Second part: Christ as a romantic artist
The second part of the letter traces Wilde's spiritual growth through the physical and emotional hardships of his imprisonment. Wilde introduces the greater context, making a typically grandiose claim: "I was one who stood in symbolic relations to the art and culture of my age", though he later writes, in a more humble vein, "I have said of myself that I was one who stood in symbolic relations to the art and culture of my age. There is not a single wretched man in this wretched place along with me who does not stand in symbolic relation to the very secret of life. For the secret of life is suffering." Briefly sketching his ascendancy and dominance of the literary and social scenes in London, he contrasts his past position and the attendant pleasure with his current position and the pain it brings. Pleasure and success are an artifice, he says, while pain wears no mask. He turns to humility as a remedy, and identifies with the other prisoners.
Wilde uses a quotation from Isaiah to introduce his Christian theme: "He is despised and rejected of men, a man of sorrows and acquainted with grief and we hid our faces from him." Though Peter Raby acknowledges the "obvious relevance" of this quotation to Wilde's situation, he argues that the line does not necessitate the comparison with Christ implicit in his description of Robert Ross doffing his hat to Wilde after his conviction. Wilde adopts Jesus of Nazareth as a symbol of western kindness and eastern serenity and as a rebel-hero of mind, body and soul. Though other romantics had discussed Jesus in artistic terms, Wilde's conception is the most radical. He moves methodically toward this conclusion: his earlier antinomian attitude is re-iterated and he finds no recompense in traditional morality. Though Wilde loved the beauty of religion, he dismissed it now as a source of solace, saying "My Gods dwell in temples made with hands". Reason was similarly lacking: Wilde felt that the law had convicted him unjustly. Instead Wilde reworked his earlier doctrine of the appreciation of experience, all of it must be accepted and transformed, whatever its origin. Wilde declared he would actively accept sorrow and discover humility, be happy and appreciate developments in art and life.

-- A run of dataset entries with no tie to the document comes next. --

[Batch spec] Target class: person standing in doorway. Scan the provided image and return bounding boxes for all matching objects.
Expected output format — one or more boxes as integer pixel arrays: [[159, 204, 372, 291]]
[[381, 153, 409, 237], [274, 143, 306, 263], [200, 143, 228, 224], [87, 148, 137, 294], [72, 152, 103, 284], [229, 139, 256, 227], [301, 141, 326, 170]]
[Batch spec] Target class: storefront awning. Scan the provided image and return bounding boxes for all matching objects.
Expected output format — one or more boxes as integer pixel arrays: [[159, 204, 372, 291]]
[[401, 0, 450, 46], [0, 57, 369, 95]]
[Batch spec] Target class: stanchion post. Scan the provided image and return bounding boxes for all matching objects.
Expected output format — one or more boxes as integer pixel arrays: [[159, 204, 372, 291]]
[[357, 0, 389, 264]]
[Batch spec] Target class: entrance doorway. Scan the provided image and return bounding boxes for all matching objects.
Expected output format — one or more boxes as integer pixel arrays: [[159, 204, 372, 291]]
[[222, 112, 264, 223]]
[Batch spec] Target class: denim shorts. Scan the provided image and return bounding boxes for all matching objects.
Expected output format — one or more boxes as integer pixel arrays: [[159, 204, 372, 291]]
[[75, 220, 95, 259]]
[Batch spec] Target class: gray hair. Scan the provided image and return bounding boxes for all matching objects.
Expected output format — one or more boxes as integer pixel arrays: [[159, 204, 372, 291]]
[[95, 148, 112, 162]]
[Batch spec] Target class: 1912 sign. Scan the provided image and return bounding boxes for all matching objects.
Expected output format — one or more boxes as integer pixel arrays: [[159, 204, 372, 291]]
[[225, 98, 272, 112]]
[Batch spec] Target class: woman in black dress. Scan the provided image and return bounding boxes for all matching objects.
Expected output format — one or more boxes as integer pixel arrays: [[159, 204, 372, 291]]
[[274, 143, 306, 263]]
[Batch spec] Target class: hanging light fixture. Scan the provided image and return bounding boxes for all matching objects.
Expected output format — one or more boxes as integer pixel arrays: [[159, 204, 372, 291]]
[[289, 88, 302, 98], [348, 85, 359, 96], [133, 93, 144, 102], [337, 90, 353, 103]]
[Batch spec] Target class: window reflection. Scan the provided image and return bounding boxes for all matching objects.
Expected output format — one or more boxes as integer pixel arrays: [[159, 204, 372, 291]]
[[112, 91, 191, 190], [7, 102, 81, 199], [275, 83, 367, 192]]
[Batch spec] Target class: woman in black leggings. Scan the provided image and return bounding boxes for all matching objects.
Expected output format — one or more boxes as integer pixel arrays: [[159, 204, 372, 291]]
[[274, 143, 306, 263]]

He also felt redemption and fulfillment in his ordeal, realising that his hardship had filled the soul with the fruit of experience, however bitter it tasted at the time:
|“||I wanted to eat of the fruit of all the trees in the garden of the world ... And so, indeed, I went out, and so I lived. My only mistake was that I confined myself so exclusively to the trees of what seemed to me the sun-lit side of the garden, and shunned the other side for its shadow and its gloom.||”|
Simon Critchley argues that the major element of De Profundis is self-realisation. Wilde, having lost everything dear to him, does not accuse external forces, justified as this might have been, but rather absorb his hardships through the artistic process into a spiritual experience.